One of our favourite appetizers is bruschetta. You know it, right? It’s that lovely, mouth-tantalizing blend of ripe tomatoes, basil, sweet onion, garlic and balsamic vinegar served on rounds of lightly toasted baguette. Well, I’ve discovered a recipe that tastes like bruschetta, but it’s served in a glass and it’s frozen!

We’ve been blessed with an abundant garden chez Skae; there are three gardeners in the house this year. We were given some beautiful, large tomatoes and, by today, they needed dealing with. Already, I’ve made a batch of Tomato Basil soup but there were still a couple of tomatoes that needed dealing with. It’s a shame to toss out free primo produce! As well, I just happen to have an abundant crop of basil.

With the purchase of an ice cream maker last week, I’ve suddenly had an interest in all things frozen. When I came across a recipe for Tomato Basil Granita, I knew I had to try it. Don’t be fooled by the fancy word “granita”. Basically, it’s a slush. And it’s super simple to make.

In this case, just take all of your ingredients (except the basil), toss them in a blender, strain the whole mess, add in the chopped basil, throw it all into a metal baking pan and, every half hour or so, scrape it with a fork. Eventually, you’ll end up with a tomato-y, basil-y, slushy mixture that will make your tongue sing!

Here’s how I made mine.

Bruschetta in a Glass (aka Tomato Basil Granita)

[printable version]

  • 2 large, ripe tomatoes, cut into pieces
  • 1 clove garlic
  • 1/4 tsp salt
  • 1/2 tsp sugar (omit if your tomatoes are ripe and sweet)
  • ground black pepper to taste
  • 1/2 – 1 tsp red wine vinegar
  • 5 – 10 basil leaves, finely chopped
  • (optional) 1 slice of walla walla onion (or another sweet onion)

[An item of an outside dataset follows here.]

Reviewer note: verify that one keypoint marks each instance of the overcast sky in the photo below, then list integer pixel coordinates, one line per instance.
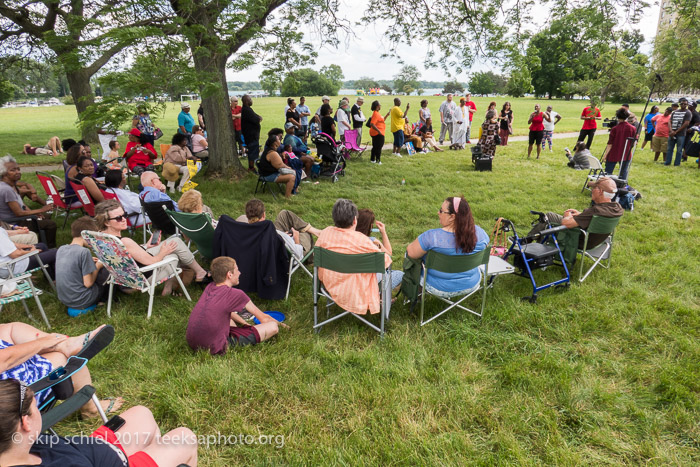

Put all ingredients except the basil in a blender and buzz until smooth. Strain the mixture through a fine sieve. Finely chop the basil and add to the strained tomato mixture. Pour the mixture into a metal baking dish; place the dish in the freezer. Every half hour or so, use a fork to stir the mixture.

If it hardens somewhat, simply scrape the fork over the mix. Once it resembles coarse snow, it’s ready. Serve in small chilled glasses with a spoon.